Diagnosis has a simple business problem hiding inside a clinical one: nobody wants a black box that is confident for the wrong reason.
That is especially true in medical imaging. A brain MRI classifier that says “tumour” or “non-tumour” is not automatically useful because it crosses a respectable accuracy threshold. The difficult question comes next: did the model look at the clinically relevant region, or did it discover some convenient artefact in the image pipeline? A single heatmap may answer that question. It may also merely look persuasive, which is not quite the same thing. Medicine, regrettably, is one of those domains where aesthetic confidence is still not a validation method.
The paper behind this article, Explainable AI: A Combined XAI Framework for Explaining Brain Tumour Detection Models, tackles that problem by combining three explanation methods—GRAD-CAM, Layer-wise Relevance Propagation, and SHAP—around a custom convolutional neural network trained for tumour/non-tumour classification on FLAIR MRI slices from BraTS 2021.1 The CNN matters, but the more interesting contribution is the explanatory stack. The paper is not just asking whether a model can classify brain MRI slices. It asks whether different explanation methods can be made to cross-check one another.
That is a more useful question than “which XAI method is best?” Best for what? Localising a suspicious region? Showing pixel-level relevance? Quantifying whether the visible evidence supports or opposes a tumour prediction? These are different jobs. Treating them as one job is how explainability becomes theatre.
The useful unit is not a heatmap; it is an explanation stack
The paper’s mechanism is easy to state and harder to operationalise. It uses three complementary XAI methods because each one sees a different layer of the model’s reasoning.
GRAD-CAM provides the coarse visual story. It uses gradients from the target class with respect to the final convolutional layer to highlight regions that influenced the model’s decision. In plain English: it answers, “Where did the model look?” That is valuable, but broad. A GRAD-CAM map can show a region of interest without proving that every highlighted pixel is clinically meaningful.

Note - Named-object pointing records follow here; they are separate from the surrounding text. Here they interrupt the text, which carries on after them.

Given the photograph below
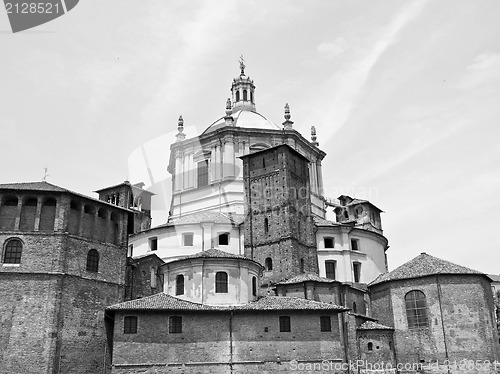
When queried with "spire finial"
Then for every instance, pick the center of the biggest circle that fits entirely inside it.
(287, 124)
(229, 119)
(242, 65)
(180, 127)
(313, 136)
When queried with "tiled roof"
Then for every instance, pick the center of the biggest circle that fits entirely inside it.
(48, 187)
(288, 303)
(307, 277)
(494, 278)
(139, 257)
(421, 266)
(370, 325)
(323, 222)
(33, 186)
(214, 253)
(215, 217)
(160, 301)
(163, 301)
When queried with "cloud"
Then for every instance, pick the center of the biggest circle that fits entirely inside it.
(350, 81)
(483, 71)
(334, 48)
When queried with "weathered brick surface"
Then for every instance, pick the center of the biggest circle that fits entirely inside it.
(52, 308)
(277, 193)
(461, 326)
(216, 341)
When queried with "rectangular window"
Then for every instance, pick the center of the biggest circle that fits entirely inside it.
(203, 173)
(187, 239)
(224, 239)
(153, 244)
(175, 325)
(221, 282)
(130, 325)
(356, 268)
(325, 323)
(330, 269)
(285, 324)
(329, 242)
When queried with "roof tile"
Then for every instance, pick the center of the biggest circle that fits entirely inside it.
(422, 266)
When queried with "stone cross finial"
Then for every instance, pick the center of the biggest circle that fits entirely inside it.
(287, 124)
(313, 136)
(242, 65)
(180, 127)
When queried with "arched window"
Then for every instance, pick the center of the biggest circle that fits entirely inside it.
(93, 261)
(221, 282)
(416, 309)
(269, 264)
(13, 251)
(179, 285)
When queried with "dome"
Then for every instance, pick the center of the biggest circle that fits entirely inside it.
(245, 119)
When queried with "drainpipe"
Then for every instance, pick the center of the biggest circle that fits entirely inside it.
(442, 320)
(231, 342)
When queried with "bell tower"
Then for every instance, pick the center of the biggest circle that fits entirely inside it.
(243, 91)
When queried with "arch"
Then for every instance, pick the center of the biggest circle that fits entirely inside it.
(269, 264)
(93, 261)
(221, 282)
(416, 309)
(13, 251)
(259, 147)
(179, 285)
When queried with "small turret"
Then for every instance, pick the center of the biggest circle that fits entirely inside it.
(287, 125)
(243, 91)
(180, 127)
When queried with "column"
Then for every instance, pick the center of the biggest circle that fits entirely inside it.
(229, 159)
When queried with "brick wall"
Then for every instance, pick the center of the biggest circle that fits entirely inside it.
(278, 222)
(215, 342)
(459, 311)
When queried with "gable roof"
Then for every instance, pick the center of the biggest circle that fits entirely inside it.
(33, 186)
(215, 217)
(215, 253)
(305, 278)
(422, 266)
(162, 301)
(370, 325)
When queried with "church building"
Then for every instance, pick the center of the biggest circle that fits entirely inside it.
(256, 270)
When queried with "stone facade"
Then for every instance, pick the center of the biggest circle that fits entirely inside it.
(52, 309)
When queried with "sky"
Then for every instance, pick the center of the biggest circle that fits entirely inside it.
(405, 97)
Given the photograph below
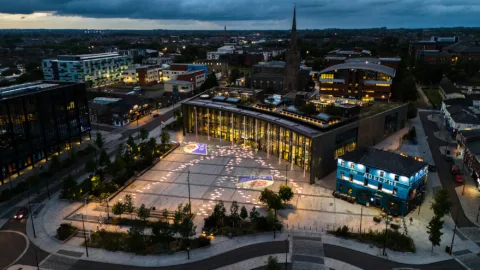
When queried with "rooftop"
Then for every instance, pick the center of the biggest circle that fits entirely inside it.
(385, 160)
(29, 88)
(362, 65)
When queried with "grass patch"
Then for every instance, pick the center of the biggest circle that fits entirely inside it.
(433, 96)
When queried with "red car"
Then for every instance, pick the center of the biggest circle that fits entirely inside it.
(455, 169)
(458, 178)
(21, 213)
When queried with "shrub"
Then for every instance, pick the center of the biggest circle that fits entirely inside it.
(65, 231)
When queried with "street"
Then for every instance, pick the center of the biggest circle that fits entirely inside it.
(443, 168)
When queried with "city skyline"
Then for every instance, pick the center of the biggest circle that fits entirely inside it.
(237, 15)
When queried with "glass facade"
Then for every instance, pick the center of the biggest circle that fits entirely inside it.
(33, 126)
(269, 137)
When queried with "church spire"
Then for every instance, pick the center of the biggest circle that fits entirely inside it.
(293, 37)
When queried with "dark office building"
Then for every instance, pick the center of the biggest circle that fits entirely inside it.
(39, 119)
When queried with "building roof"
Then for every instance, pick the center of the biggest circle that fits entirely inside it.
(448, 87)
(362, 65)
(30, 88)
(386, 161)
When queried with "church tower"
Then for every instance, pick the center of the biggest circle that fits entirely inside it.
(292, 57)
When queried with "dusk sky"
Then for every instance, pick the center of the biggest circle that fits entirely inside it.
(237, 14)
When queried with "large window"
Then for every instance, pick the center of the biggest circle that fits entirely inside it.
(345, 142)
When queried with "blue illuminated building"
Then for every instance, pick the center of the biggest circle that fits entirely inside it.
(389, 181)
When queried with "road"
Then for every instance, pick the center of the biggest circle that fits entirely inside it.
(443, 168)
(366, 261)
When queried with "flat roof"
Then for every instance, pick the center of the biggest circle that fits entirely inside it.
(303, 129)
(30, 88)
(385, 160)
(362, 65)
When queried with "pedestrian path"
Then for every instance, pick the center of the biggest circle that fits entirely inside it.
(307, 252)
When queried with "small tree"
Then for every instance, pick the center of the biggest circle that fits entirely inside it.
(118, 208)
(143, 212)
(165, 137)
(55, 164)
(434, 233)
(143, 134)
(104, 160)
(90, 166)
(272, 263)
(285, 193)
(128, 204)
(441, 203)
(254, 214)
(99, 140)
(243, 213)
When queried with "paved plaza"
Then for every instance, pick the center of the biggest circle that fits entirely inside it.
(213, 177)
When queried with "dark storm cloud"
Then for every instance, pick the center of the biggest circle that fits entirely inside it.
(312, 13)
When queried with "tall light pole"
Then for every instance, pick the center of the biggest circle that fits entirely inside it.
(455, 229)
(31, 215)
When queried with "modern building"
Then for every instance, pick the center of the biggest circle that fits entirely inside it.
(118, 111)
(214, 66)
(359, 80)
(435, 44)
(461, 114)
(175, 70)
(39, 119)
(469, 150)
(143, 75)
(275, 126)
(93, 69)
(177, 87)
(383, 179)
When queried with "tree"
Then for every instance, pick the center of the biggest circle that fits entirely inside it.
(271, 198)
(104, 159)
(128, 204)
(90, 166)
(441, 203)
(434, 233)
(234, 75)
(243, 213)
(118, 208)
(285, 193)
(165, 137)
(210, 82)
(272, 263)
(99, 140)
(254, 214)
(143, 134)
(55, 164)
(143, 212)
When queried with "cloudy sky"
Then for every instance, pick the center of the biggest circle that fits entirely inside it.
(236, 14)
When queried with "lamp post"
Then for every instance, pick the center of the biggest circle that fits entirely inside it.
(385, 239)
(455, 229)
(286, 171)
(286, 252)
(85, 236)
(31, 215)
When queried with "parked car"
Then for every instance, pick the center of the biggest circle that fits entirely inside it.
(458, 178)
(455, 169)
(21, 213)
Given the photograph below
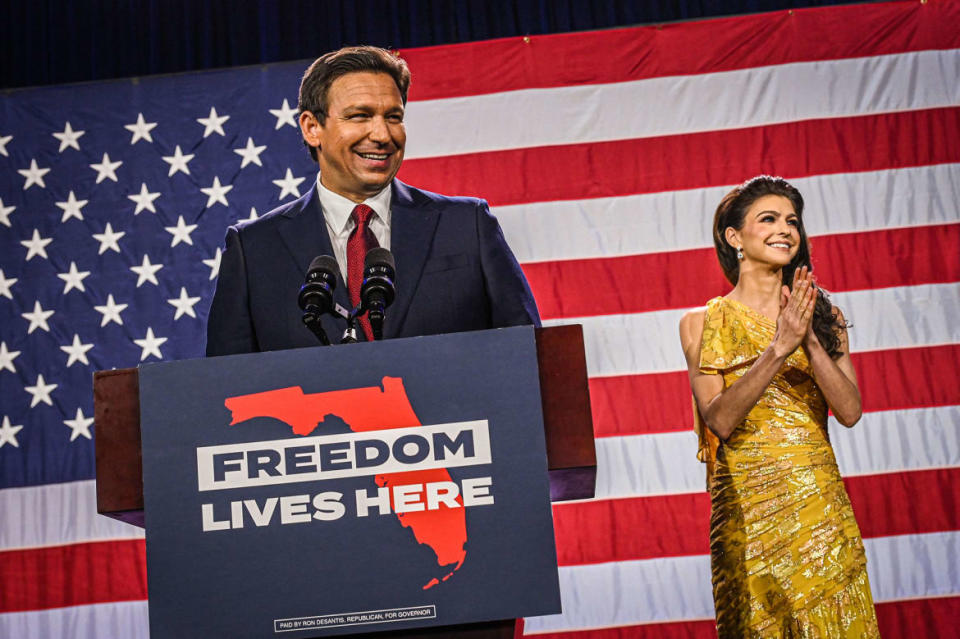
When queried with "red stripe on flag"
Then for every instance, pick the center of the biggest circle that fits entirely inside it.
(72, 575)
(661, 402)
(606, 286)
(888, 504)
(935, 617)
(919, 618)
(607, 530)
(590, 532)
(624, 167)
(908, 378)
(704, 46)
(697, 629)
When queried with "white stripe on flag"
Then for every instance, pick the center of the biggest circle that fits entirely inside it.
(897, 440)
(125, 619)
(887, 318)
(56, 514)
(680, 220)
(883, 442)
(683, 104)
(678, 588)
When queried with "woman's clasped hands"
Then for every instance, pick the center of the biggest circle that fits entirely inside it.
(795, 323)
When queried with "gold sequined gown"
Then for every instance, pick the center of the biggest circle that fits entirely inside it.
(786, 553)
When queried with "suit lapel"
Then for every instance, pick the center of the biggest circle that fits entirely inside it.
(412, 226)
(304, 234)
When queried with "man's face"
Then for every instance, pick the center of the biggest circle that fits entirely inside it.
(361, 142)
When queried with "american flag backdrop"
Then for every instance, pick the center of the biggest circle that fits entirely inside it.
(603, 155)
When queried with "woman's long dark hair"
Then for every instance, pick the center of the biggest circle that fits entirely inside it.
(731, 212)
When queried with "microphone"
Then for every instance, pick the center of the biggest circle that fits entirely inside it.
(378, 290)
(316, 294)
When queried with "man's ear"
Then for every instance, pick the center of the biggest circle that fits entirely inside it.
(733, 237)
(310, 129)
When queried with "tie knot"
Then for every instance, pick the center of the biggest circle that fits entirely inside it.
(361, 215)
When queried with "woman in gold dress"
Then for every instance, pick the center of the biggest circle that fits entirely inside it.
(766, 362)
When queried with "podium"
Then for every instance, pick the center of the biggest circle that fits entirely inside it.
(567, 432)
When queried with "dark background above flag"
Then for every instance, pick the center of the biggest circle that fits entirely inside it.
(58, 42)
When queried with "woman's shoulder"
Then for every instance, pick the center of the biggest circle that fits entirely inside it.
(691, 323)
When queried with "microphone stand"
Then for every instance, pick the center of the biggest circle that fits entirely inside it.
(312, 321)
(350, 333)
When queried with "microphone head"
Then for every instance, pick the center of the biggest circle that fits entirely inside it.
(323, 267)
(316, 294)
(379, 256)
(379, 271)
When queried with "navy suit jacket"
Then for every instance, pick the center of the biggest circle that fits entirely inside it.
(454, 269)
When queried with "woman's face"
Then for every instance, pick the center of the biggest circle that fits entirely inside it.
(770, 233)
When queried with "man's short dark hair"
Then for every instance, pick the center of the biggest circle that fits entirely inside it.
(315, 86)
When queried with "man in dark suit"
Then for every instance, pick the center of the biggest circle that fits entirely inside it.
(454, 270)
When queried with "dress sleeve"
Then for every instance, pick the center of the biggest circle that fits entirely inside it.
(725, 343)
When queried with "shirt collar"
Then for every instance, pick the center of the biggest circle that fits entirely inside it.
(337, 209)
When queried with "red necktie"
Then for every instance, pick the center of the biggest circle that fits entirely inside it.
(361, 240)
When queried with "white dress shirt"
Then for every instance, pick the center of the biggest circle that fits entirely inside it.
(337, 212)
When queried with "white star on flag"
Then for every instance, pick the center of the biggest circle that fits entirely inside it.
(71, 208)
(5, 212)
(213, 123)
(140, 129)
(106, 169)
(110, 311)
(68, 138)
(213, 263)
(284, 115)
(250, 154)
(7, 357)
(144, 199)
(41, 392)
(178, 161)
(150, 345)
(36, 245)
(8, 433)
(38, 318)
(77, 351)
(146, 272)
(73, 279)
(288, 185)
(181, 232)
(108, 239)
(184, 304)
(80, 425)
(217, 192)
(6, 283)
(34, 175)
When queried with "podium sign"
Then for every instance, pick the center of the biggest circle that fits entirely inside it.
(335, 490)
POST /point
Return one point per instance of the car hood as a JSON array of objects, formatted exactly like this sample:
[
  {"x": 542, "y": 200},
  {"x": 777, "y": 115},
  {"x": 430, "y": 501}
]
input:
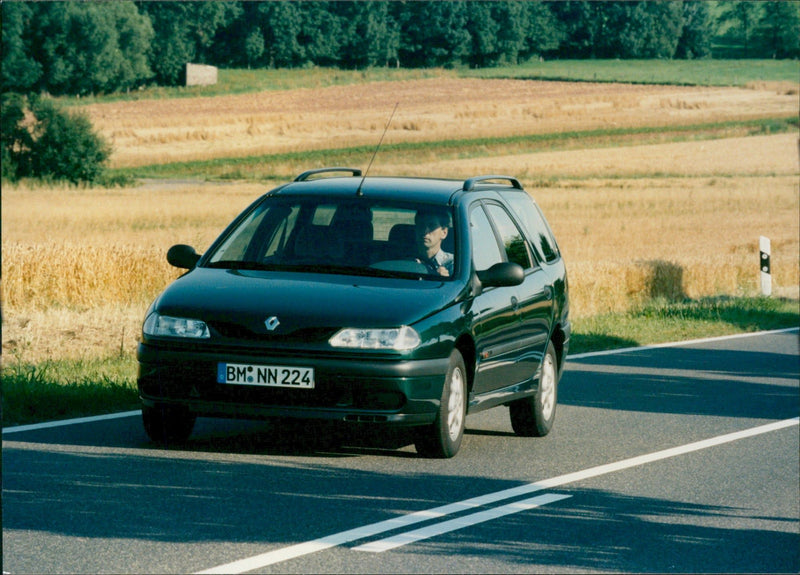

LRP provides the finer relevance story. It propagates the model’s output backward through the network and assigns relevance scores to pixels. This answers a slightly different question: “Which input pixels carried the decision?” It is more granular than GRAD-CAM, but also more demanding to interpret. Pixel-level relevance is useful only when someone knows what kind of pixel-level pattern is plausible. Otherwise, one gets a very sophisticated red cloud. The industry already has enough clouds.
SHAP provides the contribution story. It estimates how features contribute positively or negatively to the model’s prediction. In this paper’s implementation, SHAP visualisations quantify whether areas of the image support tumour or non-tumour classification. That turns the explanation from “the model looked somewhere around here” into “these regions pushed the prediction in this direction.”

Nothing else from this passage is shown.